Single-Shell Subsampling: With a desired Poisson sphere radius, a dart-throwing mechanism is used to determine whether each sample, in the order of increasing index, should be accepted or eliminated based on its distance to previously accepted samples. When two samples are close together, dart-throwing eliminates the sample with the greater index. Hence, given a set of samples in a particular order, dart-throwing picks a subset with an arbitrary size. To avoid explicitly specifying the Poisson sphere radius, we employ a greedy sample elimination algorithm to compute a weight for each sample in a given set and then eliminate the samples with weights greater than a threshold.

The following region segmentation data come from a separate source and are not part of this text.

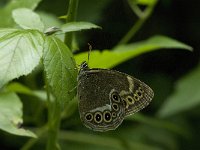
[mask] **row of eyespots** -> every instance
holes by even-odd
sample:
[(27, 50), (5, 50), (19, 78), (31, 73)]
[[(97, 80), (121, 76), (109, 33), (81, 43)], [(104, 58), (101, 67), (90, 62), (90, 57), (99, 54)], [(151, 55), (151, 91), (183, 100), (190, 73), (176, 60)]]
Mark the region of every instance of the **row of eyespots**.
[(102, 121), (104, 122), (111, 122), (112, 118), (115, 118), (117, 115), (115, 112), (110, 112), (108, 110), (104, 111), (103, 113), (101, 112), (95, 112), (94, 115), (92, 113), (86, 113), (85, 115), (85, 119), (87, 121), (92, 121), (94, 119), (94, 121), (96, 123), (101, 123)]

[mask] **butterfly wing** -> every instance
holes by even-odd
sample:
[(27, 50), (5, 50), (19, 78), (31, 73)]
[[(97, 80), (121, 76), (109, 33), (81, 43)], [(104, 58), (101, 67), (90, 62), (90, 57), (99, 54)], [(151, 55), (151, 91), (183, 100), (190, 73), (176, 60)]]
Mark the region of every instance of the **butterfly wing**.
[(152, 98), (150, 87), (127, 74), (106, 69), (79, 73), (80, 118), (95, 131), (114, 130), (125, 116), (140, 111)]
[[(84, 125), (95, 131), (114, 130), (125, 116), (119, 95), (119, 78), (110, 70), (90, 69), (79, 73), (79, 113)], [(121, 88), (122, 89), (122, 86)]]
[(120, 97), (125, 104), (125, 116), (134, 114), (145, 108), (153, 99), (153, 90), (144, 82), (127, 75), (128, 90), (122, 90)]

Multi-Shell Subsampling: We extend the above method to multi-shell subsampling with an arbitrary target number of gradient directions for each shell. For each sample in a shell, we can compute an intra-shell distance between the sample and the other samples in the same shell, and an inter-shell distance between the sample and the other samples in all shells collapsed into a single shell. We use a weighted combination of the two distances to select samples via Poisson sphere sample elimination. The optimal weight for distance combination is determined based on the minimum error between the spherical mean images computed with the subsampled directions and the original directions.
References
Wu, Y., Ahmad, S., Ma, L., Yang, E., P.-T. Yap, 2021. Subsampling Diffusion Gradients via Poisson Sphere Elimination, ISMRM, May 15-20, 2021.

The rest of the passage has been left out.